Salah Jatuh Cinta
Semilir
angin membuat baju merah marunku menari lembut, pohon cemara yang menjulang
tinggi ikut bergerak riang, awan berarak seirama, burung yang bernyayi bahagia,
ombak yang turut berdebur dengan semangat, hatiku ikut terpaut menyaksikan
keadaan alam yang sehati dengan senandungku.
Mataku
mengerjap sesekali, sambil terus menikmati pemandangan sekitar, yang kemudian
membuat mataku bertumpu pada satu sudut. Seorang pria dengan baju biru muda.

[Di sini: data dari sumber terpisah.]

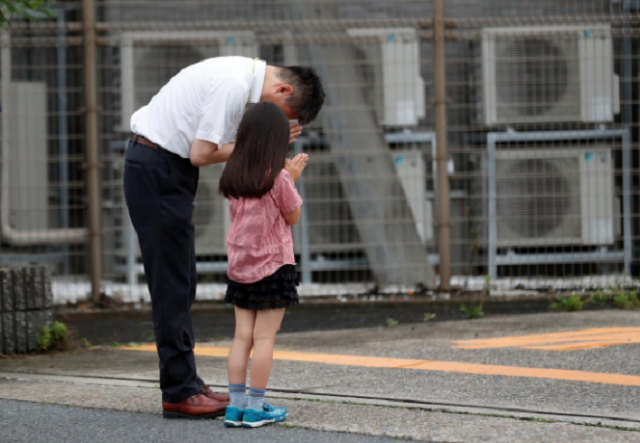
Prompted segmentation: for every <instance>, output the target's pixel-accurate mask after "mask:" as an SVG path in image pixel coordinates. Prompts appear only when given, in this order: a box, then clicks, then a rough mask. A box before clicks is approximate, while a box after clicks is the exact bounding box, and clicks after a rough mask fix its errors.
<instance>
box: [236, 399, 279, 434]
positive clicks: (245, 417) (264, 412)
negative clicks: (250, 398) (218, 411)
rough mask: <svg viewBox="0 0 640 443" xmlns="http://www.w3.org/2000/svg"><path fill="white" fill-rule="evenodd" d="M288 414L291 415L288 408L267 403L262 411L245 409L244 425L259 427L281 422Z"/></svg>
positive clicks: (244, 414)
mask: <svg viewBox="0 0 640 443" xmlns="http://www.w3.org/2000/svg"><path fill="white" fill-rule="evenodd" d="M227 410H229V408H227ZM287 415H289V410H288V409H287V408H280V407H275V406H271V405H269V404H267V403H265V404H264V406H263V407H262V411H257V410H255V409H245V410H244V417H243V420H242V426H243V427H245V428H259V427H261V426H264V425H268V424H271V423H280V422H281V421H284V420H285V419H286V418H287ZM225 424H226V419H225Z"/></svg>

Duduk melamun. Aku terus memperhatikannya, sampai dengan tidak sadar aku
menyunggingkan bibirku dan tersenyum. Entah kenapa aku tersipu sendiri saat
melihat wajahnya. Segera kupalingkan wajahku, takut kalau dia melihatku yang
salah tingkah. Kuberanikan melihatnya lagi, tapi
aku tak menemukan sosok itu.
Jadi kuputuskan untuk pulang saja, tapi tunggu, dia ada tepat dibelakangku,
tetap dengan senyumannya yang sama, seketika saja jantungku berhenti berdegup, mataku
basah bukan karena terharu, melainkan seorang pria yang juga berdiri
dibelakangnya berkata ramah, “terimakasih, telah menemukan pasien rumah sakit
jiwa kami.” Kuarasa, cinta paling buta adalah cinta pada pandangan pertama,
yang berhasil mebuatku jatuh cinta pada orang gila.